Tips and common mistakes

  • Use SI units. Mass in kilograms and velocity in metres per second give energy in joules with no conversion. Grams or km/h will give a wrong number unless you convert first.
  • Remember to square the velocity. The most common error is computing ½ · m · v instead of ½ · m · v². Square the speed before multiplying.
  • Speed and energy are not proportional. Doubling speed multiplies KE by four, not two. Halving speed cuts KE to a quarter.
  • Do not divide by zero. Solving for mass needs a non-zero velocity (v = 0 makes 2·KE/v² undefined), and solving for velocity needs a positive mass.
  • Kinetic energy cannot be negative. If you get a negative value, recheck the inputs — KE, mass and v² are all non-negative.
  • Six significant figures is display precision, not measurement certainty. The answer is only as accurate as the mass and speed you typed in.

Limitations and accuracy

This calculator uses the classical (Newtonian) kinetic energy formula, KE = ½ m v², which assumes a single point-like or rigid object moving in a straight line at everyday speeds. It does not include rotational energy (a spinning object also stores ½ I ω²), and it ignores air resistance, friction and any energy lost to heat or sound — it reports only the translational kinetic energy of the mass you enter. At speeds approaching the speed of light the classical formula underestimates energy and the relativistic expression is needed instead, but for ordinary mechanics that correction is negligible. Treat the tool as an education and estimation aid: the arithmetic is exact for your inputs, but match the assumptions to your real problem before relying on a figure.

For related calculations, try the projectile motion calculator for objects launched into the air, the density calculator to find mass from volume, or the speed converter to get velocity into m/s first — and browse more in the chemistry and physics category.

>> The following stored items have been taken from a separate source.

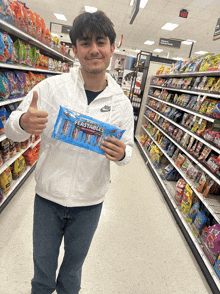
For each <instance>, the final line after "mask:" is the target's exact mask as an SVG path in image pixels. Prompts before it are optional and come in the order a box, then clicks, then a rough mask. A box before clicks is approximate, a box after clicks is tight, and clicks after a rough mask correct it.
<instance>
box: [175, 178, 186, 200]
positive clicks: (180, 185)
mask: <svg viewBox="0 0 220 294" xmlns="http://www.w3.org/2000/svg"><path fill="white" fill-rule="evenodd" d="M185 186H186V181H185V180H184V179H179V181H178V182H177V184H176V194H175V200H176V201H177V203H178V204H179V205H181V202H182V198H183V193H184V189H185Z"/></svg>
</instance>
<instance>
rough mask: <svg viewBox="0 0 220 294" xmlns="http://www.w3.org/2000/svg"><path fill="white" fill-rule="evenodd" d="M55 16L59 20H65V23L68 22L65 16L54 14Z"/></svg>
mask: <svg viewBox="0 0 220 294" xmlns="http://www.w3.org/2000/svg"><path fill="white" fill-rule="evenodd" d="M54 15H55V16H56V18H57V19H59V20H65V21H67V19H66V17H65V15H63V14H59V13H54Z"/></svg>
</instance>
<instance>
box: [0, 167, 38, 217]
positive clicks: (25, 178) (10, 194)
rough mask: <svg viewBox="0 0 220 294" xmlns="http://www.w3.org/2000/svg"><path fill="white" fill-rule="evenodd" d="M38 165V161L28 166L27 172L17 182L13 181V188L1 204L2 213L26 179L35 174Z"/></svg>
mask: <svg viewBox="0 0 220 294" xmlns="http://www.w3.org/2000/svg"><path fill="white" fill-rule="evenodd" d="M36 164H37V161H36V162H35V163H34V164H33V165H32V166H27V168H26V171H24V173H23V174H22V175H21V176H20V178H18V179H17V180H12V182H11V187H10V190H9V192H8V194H7V195H6V196H5V197H4V198H3V200H2V202H0V213H1V212H2V210H3V209H4V208H5V206H6V205H7V204H8V203H9V201H10V200H11V199H12V198H13V197H14V195H15V194H16V192H17V191H18V190H19V188H20V187H21V186H22V185H23V183H24V182H25V181H26V179H27V178H28V177H29V176H30V174H31V173H32V172H33V170H34V169H35V167H36Z"/></svg>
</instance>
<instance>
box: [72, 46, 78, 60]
mask: <svg viewBox="0 0 220 294" xmlns="http://www.w3.org/2000/svg"><path fill="white" fill-rule="evenodd" d="M72 48H73V53H74V54H75V56H76V57H77V58H78V56H77V49H76V47H75V46H72Z"/></svg>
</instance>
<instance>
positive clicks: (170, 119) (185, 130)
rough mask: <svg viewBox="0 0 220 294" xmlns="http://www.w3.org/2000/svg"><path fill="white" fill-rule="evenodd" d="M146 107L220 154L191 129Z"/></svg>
mask: <svg viewBox="0 0 220 294" xmlns="http://www.w3.org/2000/svg"><path fill="white" fill-rule="evenodd" d="M146 107H147V108H149V109H150V110H152V111H154V112H155V113H157V114H159V115H160V116H161V117H163V118H164V119H166V120H168V121H169V122H171V123H172V124H173V125H175V126H176V127H178V128H180V129H181V130H183V131H184V132H185V133H188V134H189V135H190V136H192V137H194V138H195V139H197V140H199V141H200V142H202V143H203V144H205V145H206V146H208V147H209V148H211V149H212V150H214V151H215V152H217V153H218V154H220V149H219V148H217V147H215V146H213V145H212V144H210V143H209V142H207V141H206V140H204V139H202V138H201V137H199V136H197V135H196V134H194V133H192V132H191V131H189V130H187V129H186V128H185V127H183V126H182V125H180V124H178V123H176V122H174V121H173V120H172V119H170V118H168V117H166V116H165V115H163V114H161V113H160V112H159V111H157V110H155V109H153V108H152V107H150V106H148V105H146Z"/></svg>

Frequently asked questions

How do you calculate kinetic energy?+

Multiply half the mass by the velocity squared: KE = ½ m v². For a 2 kg object moving at 10 m/s, KE = 0.5 × 2 × 10² = 100 joules.

What is the kinetic energy formula?+

The formula is KE = ½ m v², where KE is energy in joules, m is mass in kilograms and v is speed in metres per second. The calculator also rearranges it to find mass or velocity.

What is the kinetic energy of a 2 kg object moving at 10 m/s?+

KE = 0.5 × 2 × 10² = 0.5 × 2 × 100 = 100 joules. Doubling the speed to 20 m/s would quadruple it to 400 joules.

How do you find velocity from kinetic energy?+

Rearrange to v = √(2·KE/m). With KE = 100 J and m = 2 kg, v = √(2×100/2) = √100 = 10 m/s.

How do you find mass from kinetic energy?+

Rearrange to m = 2·KE/v². With KE = 100 J and v = 10 m/s, m = 2×100/10² = 200/100 = 2 kg.

What units does the kinetic energy calculator use?+

Energy is in joules (J), mass in kilograms (kg) and velocity in metres per second (m/s). These SI units make the formula give joules directly with no conversion.

Does doubling the speed double the kinetic energy?+

No. Because velocity is squared, doubling speed multiplies kinetic energy by four. Tripling speed multiplies it by nine.

Can kinetic energy be negative?+

No. Mass is positive and velocity is squared, so KE is always zero or greater. A stationary object (v = 0) has zero kinetic energy.